The new antiepileptic drugs: scientific review.JAMA. 2004 Feb 04; 291(5):605-14.JAMA
The past decade has brought many advances to the treatment of epilepsy, including many new pharmacological agents. Primary care physicians often care for patients with epilepsy and therefore should be familiar with the new options available.
To review data regarding the efficacy and tolerability of antiepileptic drugs introduced in the past decade.
A search of the Cochrane Central Register of Controlled Trials was performed to identify all published human and English-language randomized controlled trials evaluating the efficacy and tolerability of the antiepileptic drugs that have been approved for use in the United States since 1990. Additional reports evaluating pharmacokinetic properties were identified through a MEDLINE search as well as review of article bibliographies.
STUDY SELECTION AND DATA EXTRACTION
Search terms included felbamate, gabapentin, lamotrigine, topiramate, tiagabine, levetiracetam, oxcarbazepine, and zonisamide. Studies were selected if efficacy and tolerability were reported as major outcome measures. Included studies (n = 55) enrolled a minimum of 20 adult subjects and had a treatment period of at least 6 weeks.
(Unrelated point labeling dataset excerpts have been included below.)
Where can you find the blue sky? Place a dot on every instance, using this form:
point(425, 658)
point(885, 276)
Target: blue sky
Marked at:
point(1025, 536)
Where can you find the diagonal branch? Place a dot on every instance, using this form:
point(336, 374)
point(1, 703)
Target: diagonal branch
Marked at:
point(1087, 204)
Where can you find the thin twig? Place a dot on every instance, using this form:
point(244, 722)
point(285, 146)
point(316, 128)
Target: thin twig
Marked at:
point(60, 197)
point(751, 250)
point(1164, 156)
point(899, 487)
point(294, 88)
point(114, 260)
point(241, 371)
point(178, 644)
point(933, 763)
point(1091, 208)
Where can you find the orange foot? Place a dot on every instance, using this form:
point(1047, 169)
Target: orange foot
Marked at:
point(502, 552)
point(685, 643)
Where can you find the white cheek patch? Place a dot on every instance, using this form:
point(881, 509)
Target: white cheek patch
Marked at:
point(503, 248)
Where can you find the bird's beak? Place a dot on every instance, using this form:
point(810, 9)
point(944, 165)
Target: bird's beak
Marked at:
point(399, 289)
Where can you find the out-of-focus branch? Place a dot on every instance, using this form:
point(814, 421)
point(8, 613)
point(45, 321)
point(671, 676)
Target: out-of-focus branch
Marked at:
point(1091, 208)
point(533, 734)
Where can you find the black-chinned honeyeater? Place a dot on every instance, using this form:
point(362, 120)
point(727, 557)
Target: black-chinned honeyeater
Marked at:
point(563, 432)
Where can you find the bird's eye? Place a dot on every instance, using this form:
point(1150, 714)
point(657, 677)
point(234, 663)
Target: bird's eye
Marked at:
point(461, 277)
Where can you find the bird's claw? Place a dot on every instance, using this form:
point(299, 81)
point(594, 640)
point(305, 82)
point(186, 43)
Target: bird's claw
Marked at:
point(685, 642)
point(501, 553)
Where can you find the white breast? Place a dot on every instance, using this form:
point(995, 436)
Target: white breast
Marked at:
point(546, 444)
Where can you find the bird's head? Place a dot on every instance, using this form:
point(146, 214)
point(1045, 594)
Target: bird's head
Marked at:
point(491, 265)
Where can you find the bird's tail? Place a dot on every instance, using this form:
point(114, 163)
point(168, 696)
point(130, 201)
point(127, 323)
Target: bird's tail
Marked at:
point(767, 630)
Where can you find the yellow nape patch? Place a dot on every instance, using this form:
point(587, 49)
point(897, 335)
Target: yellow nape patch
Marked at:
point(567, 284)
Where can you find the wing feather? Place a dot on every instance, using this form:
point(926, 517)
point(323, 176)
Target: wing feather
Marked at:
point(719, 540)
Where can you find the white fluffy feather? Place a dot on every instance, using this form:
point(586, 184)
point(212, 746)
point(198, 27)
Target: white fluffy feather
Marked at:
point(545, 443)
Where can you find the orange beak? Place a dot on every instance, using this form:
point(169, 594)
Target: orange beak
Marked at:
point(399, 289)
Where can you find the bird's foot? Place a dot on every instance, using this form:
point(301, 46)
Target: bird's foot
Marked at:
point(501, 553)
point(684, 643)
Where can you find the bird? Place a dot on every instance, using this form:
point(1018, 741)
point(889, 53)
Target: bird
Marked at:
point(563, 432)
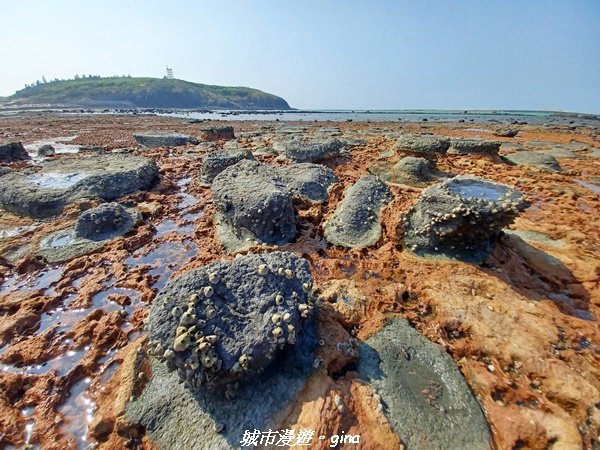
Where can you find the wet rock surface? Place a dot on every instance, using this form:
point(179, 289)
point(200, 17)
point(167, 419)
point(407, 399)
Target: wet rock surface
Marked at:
point(427, 400)
point(13, 151)
point(506, 132)
point(93, 229)
point(410, 170)
point(460, 217)
point(215, 162)
point(152, 140)
point(58, 183)
point(217, 133)
point(423, 145)
point(302, 150)
point(522, 327)
point(535, 159)
point(356, 221)
point(474, 147)
point(308, 181)
point(230, 320)
point(103, 222)
point(253, 204)
point(46, 150)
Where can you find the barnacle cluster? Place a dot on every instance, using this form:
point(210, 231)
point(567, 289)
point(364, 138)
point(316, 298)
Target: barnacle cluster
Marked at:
point(228, 321)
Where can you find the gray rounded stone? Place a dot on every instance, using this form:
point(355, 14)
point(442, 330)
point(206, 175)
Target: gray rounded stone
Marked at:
point(93, 229)
point(215, 162)
point(308, 181)
point(46, 150)
point(535, 159)
point(253, 204)
point(427, 401)
point(152, 140)
point(13, 151)
point(104, 222)
point(303, 150)
point(230, 320)
point(63, 181)
point(423, 144)
point(356, 221)
point(412, 170)
point(474, 147)
point(460, 217)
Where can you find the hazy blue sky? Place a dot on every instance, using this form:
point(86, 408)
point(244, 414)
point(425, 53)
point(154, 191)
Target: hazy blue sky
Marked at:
point(479, 54)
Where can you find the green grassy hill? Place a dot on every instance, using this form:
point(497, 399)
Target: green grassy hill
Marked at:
point(145, 93)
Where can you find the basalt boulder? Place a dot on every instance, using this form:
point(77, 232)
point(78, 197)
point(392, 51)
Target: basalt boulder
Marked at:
point(461, 217)
point(46, 150)
point(229, 321)
point(218, 133)
point(356, 221)
point(215, 162)
point(308, 181)
point(13, 151)
point(535, 159)
point(152, 140)
point(93, 229)
point(253, 205)
point(64, 181)
point(423, 145)
point(299, 149)
point(103, 222)
point(474, 147)
point(427, 401)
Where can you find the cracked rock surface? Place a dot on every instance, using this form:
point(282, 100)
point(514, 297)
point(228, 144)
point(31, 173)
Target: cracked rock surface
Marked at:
point(355, 222)
point(460, 217)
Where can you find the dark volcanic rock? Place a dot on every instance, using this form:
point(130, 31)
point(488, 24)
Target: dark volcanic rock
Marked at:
point(506, 132)
point(103, 222)
point(302, 150)
point(46, 150)
point(218, 133)
point(94, 228)
point(13, 151)
point(5, 170)
point(428, 403)
point(215, 162)
point(308, 181)
point(61, 182)
point(535, 159)
point(355, 222)
point(412, 170)
point(253, 204)
point(423, 145)
point(460, 217)
point(152, 140)
point(474, 147)
point(229, 321)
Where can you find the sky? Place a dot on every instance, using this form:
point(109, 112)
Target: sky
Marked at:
point(336, 54)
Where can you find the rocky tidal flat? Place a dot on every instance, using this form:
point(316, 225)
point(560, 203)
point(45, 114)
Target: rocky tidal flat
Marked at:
point(172, 283)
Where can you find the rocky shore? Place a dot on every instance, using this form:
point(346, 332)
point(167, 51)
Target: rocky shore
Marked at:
point(168, 283)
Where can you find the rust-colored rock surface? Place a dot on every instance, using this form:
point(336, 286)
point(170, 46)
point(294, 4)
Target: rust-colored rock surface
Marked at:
point(522, 327)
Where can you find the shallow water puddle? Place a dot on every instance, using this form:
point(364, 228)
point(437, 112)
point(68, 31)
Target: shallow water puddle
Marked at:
point(164, 259)
point(28, 282)
point(16, 231)
point(58, 144)
point(591, 186)
point(101, 300)
point(63, 364)
point(169, 226)
point(56, 180)
point(478, 190)
point(78, 410)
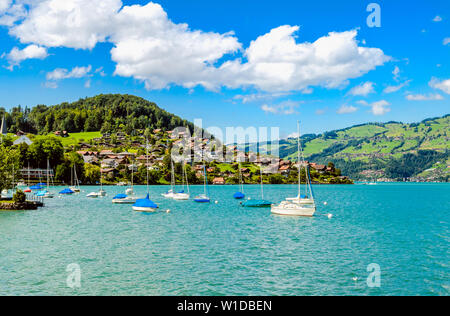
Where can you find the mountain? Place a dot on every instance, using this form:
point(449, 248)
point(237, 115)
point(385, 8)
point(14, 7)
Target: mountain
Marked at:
point(106, 113)
point(381, 150)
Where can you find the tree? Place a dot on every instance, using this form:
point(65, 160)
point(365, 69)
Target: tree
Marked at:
point(91, 174)
point(9, 167)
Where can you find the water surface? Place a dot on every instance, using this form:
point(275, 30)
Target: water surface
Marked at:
point(223, 249)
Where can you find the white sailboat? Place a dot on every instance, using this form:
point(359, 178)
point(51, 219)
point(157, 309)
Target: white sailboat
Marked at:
point(183, 196)
point(101, 192)
point(46, 194)
point(302, 205)
point(171, 193)
point(129, 196)
point(75, 185)
point(204, 198)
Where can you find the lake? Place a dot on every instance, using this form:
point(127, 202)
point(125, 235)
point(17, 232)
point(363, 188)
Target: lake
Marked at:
point(224, 249)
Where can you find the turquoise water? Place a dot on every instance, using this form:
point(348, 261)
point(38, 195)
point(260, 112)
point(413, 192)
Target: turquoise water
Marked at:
point(223, 249)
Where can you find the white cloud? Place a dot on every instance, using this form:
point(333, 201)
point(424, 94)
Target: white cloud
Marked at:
point(16, 56)
point(347, 109)
point(424, 97)
point(276, 62)
point(283, 108)
point(363, 89)
point(380, 107)
point(443, 85)
point(392, 89)
point(149, 47)
point(396, 73)
point(79, 24)
point(61, 73)
point(4, 5)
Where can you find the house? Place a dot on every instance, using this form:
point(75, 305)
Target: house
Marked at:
point(319, 168)
point(106, 153)
point(23, 140)
point(109, 163)
point(219, 181)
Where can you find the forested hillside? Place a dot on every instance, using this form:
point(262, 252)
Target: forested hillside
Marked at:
point(392, 150)
point(106, 113)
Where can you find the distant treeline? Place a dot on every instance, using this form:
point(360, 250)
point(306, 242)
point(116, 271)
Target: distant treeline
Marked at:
point(106, 113)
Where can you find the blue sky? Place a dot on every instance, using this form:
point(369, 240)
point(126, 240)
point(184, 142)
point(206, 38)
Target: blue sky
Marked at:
point(279, 64)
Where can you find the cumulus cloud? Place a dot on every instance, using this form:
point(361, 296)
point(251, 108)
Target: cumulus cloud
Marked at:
point(61, 73)
point(380, 107)
point(283, 108)
point(363, 89)
point(79, 24)
point(276, 62)
point(16, 56)
point(443, 85)
point(151, 48)
point(424, 97)
point(347, 109)
point(392, 89)
point(377, 108)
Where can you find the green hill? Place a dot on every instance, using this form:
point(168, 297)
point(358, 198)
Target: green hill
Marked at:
point(392, 150)
point(106, 113)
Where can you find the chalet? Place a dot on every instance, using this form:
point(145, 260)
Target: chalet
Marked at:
point(219, 181)
point(23, 140)
point(106, 153)
point(319, 168)
point(110, 163)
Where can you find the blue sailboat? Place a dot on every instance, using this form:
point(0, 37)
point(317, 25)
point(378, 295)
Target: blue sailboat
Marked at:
point(66, 192)
point(240, 195)
point(145, 205)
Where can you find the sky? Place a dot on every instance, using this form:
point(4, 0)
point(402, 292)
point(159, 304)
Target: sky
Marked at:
point(234, 63)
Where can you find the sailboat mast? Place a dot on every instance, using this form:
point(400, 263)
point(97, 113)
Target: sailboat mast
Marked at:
point(262, 184)
point(146, 146)
point(298, 159)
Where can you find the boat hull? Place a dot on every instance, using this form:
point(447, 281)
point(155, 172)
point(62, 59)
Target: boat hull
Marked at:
point(291, 211)
point(144, 209)
point(181, 197)
point(124, 201)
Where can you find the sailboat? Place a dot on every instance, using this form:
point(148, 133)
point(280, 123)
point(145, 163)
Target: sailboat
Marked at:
point(258, 203)
point(46, 194)
point(182, 196)
point(204, 198)
point(171, 193)
point(101, 192)
point(302, 205)
point(75, 188)
point(240, 195)
point(128, 197)
point(145, 205)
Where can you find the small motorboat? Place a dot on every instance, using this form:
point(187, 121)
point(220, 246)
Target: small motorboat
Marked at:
point(145, 205)
point(66, 192)
point(257, 203)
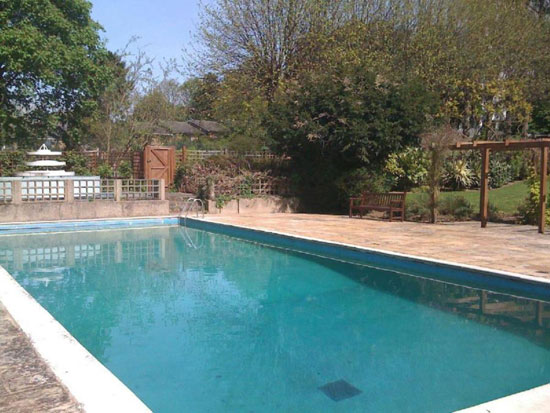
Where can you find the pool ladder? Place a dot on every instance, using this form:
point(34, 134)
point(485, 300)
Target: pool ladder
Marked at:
point(191, 204)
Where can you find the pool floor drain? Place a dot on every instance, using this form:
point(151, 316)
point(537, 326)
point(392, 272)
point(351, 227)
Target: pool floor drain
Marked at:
point(339, 390)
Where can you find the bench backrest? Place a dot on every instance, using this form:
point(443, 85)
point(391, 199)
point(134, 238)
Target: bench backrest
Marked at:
point(382, 199)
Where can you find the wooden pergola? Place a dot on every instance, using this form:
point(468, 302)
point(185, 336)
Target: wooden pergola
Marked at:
point(485, 147)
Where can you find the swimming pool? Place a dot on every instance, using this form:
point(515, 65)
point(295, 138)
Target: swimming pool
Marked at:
point(202, 321)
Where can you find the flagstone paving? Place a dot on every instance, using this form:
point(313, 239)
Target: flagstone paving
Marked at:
point(26, 383)
point(514, 248)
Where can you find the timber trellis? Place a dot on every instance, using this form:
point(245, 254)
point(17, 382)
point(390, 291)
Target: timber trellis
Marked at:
point(485, 147)
point(192, 155)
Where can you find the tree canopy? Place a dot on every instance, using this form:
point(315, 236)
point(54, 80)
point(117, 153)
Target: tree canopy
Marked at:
point(52, 69)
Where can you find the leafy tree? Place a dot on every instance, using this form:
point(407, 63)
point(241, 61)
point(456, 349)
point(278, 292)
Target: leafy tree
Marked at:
point(200, 96)
point(52, 69)
point(334, 123)
point(113, 126)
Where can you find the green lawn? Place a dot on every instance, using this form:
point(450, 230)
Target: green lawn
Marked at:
point(506, 199)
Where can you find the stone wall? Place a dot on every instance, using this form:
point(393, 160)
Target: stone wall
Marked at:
point(63, 210)
point(263, 205)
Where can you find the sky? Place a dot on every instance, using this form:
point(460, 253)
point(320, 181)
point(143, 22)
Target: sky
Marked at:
point(164, 27)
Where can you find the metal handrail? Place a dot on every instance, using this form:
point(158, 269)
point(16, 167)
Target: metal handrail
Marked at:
point(188, 207)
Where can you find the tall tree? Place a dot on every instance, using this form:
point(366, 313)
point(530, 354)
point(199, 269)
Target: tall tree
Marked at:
point(52, 69)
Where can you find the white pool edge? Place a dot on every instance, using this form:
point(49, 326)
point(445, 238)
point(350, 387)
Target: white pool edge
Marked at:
point(93, 386)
Eight new antiepileptic drugs have been approved for use in the United States in the past decade. Each new antiepileptic drug is well tolerated and demonstrates statistically significant reductions in seizure frequency over baseline. No randomized controlled trials have compared the new antiepileptic drugs with each other or against the traditional antiepileptic drugs. Although there is no evidence to suggest that the newer medications are more efficacious, several studies have demonstrated broader spectrum of activity, fewer drug interactions, and overall better tolerability of the new agents.
New antiepileptic drugs offer many options in the treatment of epilepsy, each with unique mechanisms of action as well as adverse effect profiles. The new antiepileptic drugs are well tolerated with few adverse effects, minimal drug interactions, and a broad spectrum of activity.